I sometimes wondered whether the tribes of the desert had become what they were by having been in the hand of the Prophet for twelve hundred years, or whether his Creed has taken such deep roots in them because from the very beginning they were of one blood with him. I imagined that just as the erotic aloofness of the founder of Christianity has left his disciples in a kind of void, or of chronic uneasiness and remorse, within this province of life, so has the formidable, indomitable potency of the Prophet pervaded his followers and made mighty latent forces in them fetch headway. Eroticism runs through the entire existence of the great wanderers. Horses and camels are desirable and exquisite possessions in a man’s life, and well worth that he should risk it for their sake. But they cannot compete or compare with women. To the hearts of the ascetic, hardened, ruthless tribes it is the number and the quality of the wives which decides a man’s success and happiness in life, and his own worth.

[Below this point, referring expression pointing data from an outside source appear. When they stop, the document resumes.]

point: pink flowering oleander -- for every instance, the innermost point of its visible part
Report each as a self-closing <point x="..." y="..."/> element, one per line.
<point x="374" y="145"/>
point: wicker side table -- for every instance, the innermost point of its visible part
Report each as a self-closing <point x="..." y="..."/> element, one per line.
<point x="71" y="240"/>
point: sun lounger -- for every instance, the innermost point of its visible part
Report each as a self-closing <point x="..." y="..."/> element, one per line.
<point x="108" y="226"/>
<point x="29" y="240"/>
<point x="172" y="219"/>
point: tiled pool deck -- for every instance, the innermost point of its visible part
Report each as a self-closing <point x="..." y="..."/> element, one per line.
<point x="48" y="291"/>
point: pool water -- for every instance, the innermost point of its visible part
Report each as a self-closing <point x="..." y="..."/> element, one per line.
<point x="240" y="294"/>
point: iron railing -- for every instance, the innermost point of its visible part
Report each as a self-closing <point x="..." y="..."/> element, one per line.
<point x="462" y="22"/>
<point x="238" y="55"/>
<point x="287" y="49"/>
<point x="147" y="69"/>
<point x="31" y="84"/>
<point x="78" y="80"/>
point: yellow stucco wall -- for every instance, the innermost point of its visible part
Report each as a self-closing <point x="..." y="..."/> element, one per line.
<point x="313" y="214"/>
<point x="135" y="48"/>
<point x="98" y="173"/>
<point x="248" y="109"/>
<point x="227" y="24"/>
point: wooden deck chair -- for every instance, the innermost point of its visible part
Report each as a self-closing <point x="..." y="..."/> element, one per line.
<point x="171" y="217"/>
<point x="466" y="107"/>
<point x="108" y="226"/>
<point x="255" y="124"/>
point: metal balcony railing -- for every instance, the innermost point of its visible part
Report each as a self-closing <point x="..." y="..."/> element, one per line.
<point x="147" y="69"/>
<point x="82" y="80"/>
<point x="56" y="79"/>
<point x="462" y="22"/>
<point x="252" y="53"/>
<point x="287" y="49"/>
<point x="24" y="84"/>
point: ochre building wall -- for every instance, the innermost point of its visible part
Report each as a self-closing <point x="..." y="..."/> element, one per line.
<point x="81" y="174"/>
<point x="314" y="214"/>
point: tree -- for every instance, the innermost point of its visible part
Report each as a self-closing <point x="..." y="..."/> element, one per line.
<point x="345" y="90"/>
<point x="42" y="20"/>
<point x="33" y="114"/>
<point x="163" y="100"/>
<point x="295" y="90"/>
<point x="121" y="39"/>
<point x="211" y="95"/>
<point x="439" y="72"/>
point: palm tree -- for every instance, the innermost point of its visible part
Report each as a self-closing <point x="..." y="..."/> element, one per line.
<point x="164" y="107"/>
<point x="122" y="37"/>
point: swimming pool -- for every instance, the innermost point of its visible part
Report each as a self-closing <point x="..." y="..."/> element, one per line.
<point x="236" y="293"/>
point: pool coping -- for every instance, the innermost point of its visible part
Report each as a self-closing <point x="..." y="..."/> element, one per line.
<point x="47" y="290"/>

When, on the farm, I was called upon to give judgment in matters between my Mohammedan people, I looked up rules and regulations in the manual of Mohammedan law,
Minhaj et Talibin
. It is a thick and heavy, highly imposing book to have carried about with you, a surprising work as well to a North European mind in its taboos and recommendations, enlightening as to the Mohammedan view of life, infinitely detailed in its regulations on legal purity, prayer, fasting and distribution of alms and particularly upon woman and her position in the community of the Orthodox. “The law,” the classic states, “forbids a man to clothe himself in silk. But a woman may wear clothes of silk and should do so whenever this be in all decency possible to her.” The Somali whom I knew did, however, wear silk, but Farah explained to me that they would do so only when outside their own country and in the service of other people—and surely my old valued friend Ali bin Salim of Mombasa, or the old Indian high priest who came to see me on the farm, wore but the finest and most delicate wools. The book also lays down as law that a husband shall supply his wife not only with the necessary nourishment, lodgings and clothes, but that he shall also give her such and such luxuries, within his means, which are truly worthy of her and will make her truly value her husband. “In the case, however,” it adds, “of a woman of remarkable beauty, jurists may find themselves entirely in accordance and will have to weigh the matter between them.” The very grave and somewhat pedantic book thus registers woman’s beauty as an indisputable, juridical asset in existence.